Abraham Onoriode Oghobase

Selections from Metallurgical Practice: Landscape, 2019

Selections from Metallurgical Practice: Miners, 2019

Selections from Anatomy of Landscape – Jos, 2018

 

Abraham Onoriode Oghobase

 

Anatomy of Landscape – Jos, 2018 (selections)

8 digital prints, 24” x 42” (each)

Metallurgical Practice: Miners, 2019 (selections)

4 black and white digital prints, 24” x 34” (each)

 

Anatomy of Landscape – Jos, 2018 (selections)

7 prints, 24” x 42” (each)

Metallurgical Practice: Landscape, 2019 (selections)

6 black and white digital prints, 24” x 34” (each)

Metallurgical Practice: Miners, 2019 (selections)

1 black and white digital print, 24” x 34”; 1 window vinyl

Anatomy of Landscape – Jos captures Oghobase’s trip to the Jos Plateau in Central Nigeria in pursuit of residual evidence of British colonial tin mining activities in the region. This investigation entailed surveying ‘mining ponds’ resembling pristine lakes, depleted landscapes, and rock formations. It  ended up taking the artist deep into a landscape where the past and present live and coexist. These images are born of the artist’s impulse to objectively document the land, while subjectively improvising to be present, to have a dialogue with the environment, and to integrate his body with the quiet vistas fraught with histories of exploitation.

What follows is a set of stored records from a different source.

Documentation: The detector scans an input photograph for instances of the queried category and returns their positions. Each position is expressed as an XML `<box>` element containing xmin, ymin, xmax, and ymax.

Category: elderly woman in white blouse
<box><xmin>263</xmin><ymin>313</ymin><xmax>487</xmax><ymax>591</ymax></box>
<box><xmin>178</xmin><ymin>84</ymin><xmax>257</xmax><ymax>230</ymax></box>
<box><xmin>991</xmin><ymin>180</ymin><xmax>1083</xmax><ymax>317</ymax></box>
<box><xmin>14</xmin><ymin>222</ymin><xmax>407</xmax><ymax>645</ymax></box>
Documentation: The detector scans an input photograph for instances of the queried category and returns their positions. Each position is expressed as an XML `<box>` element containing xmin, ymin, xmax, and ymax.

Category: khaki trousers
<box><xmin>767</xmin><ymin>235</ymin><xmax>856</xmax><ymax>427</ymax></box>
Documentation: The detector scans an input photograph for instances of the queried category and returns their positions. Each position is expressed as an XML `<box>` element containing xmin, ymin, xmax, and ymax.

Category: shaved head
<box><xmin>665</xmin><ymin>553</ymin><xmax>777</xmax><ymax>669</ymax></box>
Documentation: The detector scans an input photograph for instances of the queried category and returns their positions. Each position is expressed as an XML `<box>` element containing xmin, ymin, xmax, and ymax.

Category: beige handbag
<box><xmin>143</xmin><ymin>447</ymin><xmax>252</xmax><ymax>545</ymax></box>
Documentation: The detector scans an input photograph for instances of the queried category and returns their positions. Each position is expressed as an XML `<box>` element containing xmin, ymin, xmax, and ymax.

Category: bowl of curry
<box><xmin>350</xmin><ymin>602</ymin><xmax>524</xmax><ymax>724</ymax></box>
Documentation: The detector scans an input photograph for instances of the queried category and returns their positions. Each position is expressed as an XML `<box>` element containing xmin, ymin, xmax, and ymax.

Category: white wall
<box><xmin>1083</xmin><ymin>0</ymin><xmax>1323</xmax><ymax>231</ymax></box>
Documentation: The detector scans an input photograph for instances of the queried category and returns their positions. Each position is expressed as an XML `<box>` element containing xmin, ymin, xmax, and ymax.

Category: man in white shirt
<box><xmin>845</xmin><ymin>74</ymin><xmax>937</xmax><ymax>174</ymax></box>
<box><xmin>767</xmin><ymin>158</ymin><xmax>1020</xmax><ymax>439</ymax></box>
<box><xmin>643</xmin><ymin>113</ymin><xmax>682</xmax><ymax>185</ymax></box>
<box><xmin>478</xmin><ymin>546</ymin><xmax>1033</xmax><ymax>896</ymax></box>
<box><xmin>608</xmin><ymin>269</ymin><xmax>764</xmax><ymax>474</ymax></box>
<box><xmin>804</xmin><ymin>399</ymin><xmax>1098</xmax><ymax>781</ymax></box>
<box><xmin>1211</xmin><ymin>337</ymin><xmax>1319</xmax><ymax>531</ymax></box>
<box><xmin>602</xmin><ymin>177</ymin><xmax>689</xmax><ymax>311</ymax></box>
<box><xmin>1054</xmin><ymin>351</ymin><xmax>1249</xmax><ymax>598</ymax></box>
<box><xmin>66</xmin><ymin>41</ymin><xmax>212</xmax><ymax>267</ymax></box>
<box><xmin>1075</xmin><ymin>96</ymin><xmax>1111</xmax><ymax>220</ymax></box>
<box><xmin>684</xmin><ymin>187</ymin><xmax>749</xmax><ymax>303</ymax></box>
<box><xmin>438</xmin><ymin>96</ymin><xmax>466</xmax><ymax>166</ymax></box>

Metallurgical Practice: Miners extends the artist’s investigation of Jos. Onto the images of portraits of local miners, Oghobase superimposes mining diagrams found in Rand Metallurgical Practice, two volumes of methodological diagrams published in 1912 in Johannesburg. Drawn by British colonial engineers and administrators, the metallurgical diagrams are elegant in their abstract and utilitarian logic, and contrast coldly with the haggard undulation of the river crisscrossing the indelibly scarred land. The miners become anthropomorphic extensions of the machinery that are labeled ‘tube mill cone’ and ‘pebble bucket’, inexpressive of the harmful health problems caused by daily exposure to chemical by-products in mining. Through excavating the psychological and historical strata of the landscape, Metallurgical Practice reveals the detrimental impact and enduring legacy of colonial extractivism, and the ghostly haunting of continual human exploitation on our planet.

Abraham Onoriode Oghobase (b. 1979, Lagos) lives and works in Toronto. For almost two decades, he has embraced photography as a way of exploring socio-economic, environmental, and historic geographies. Oghobase confronts issues around knowledge production, land, colonial history, and representation. His work has been exhibited widely, including at the Rencontres de Bamako African Biennial of Photography (2019), the Center for Contemporary Art, Lagos and Kadist, Paris (2021), MoMA, New York (2023), the Nigeria Pavilion at the Venice Biennale (2024), and the Toronto Biennial (2024).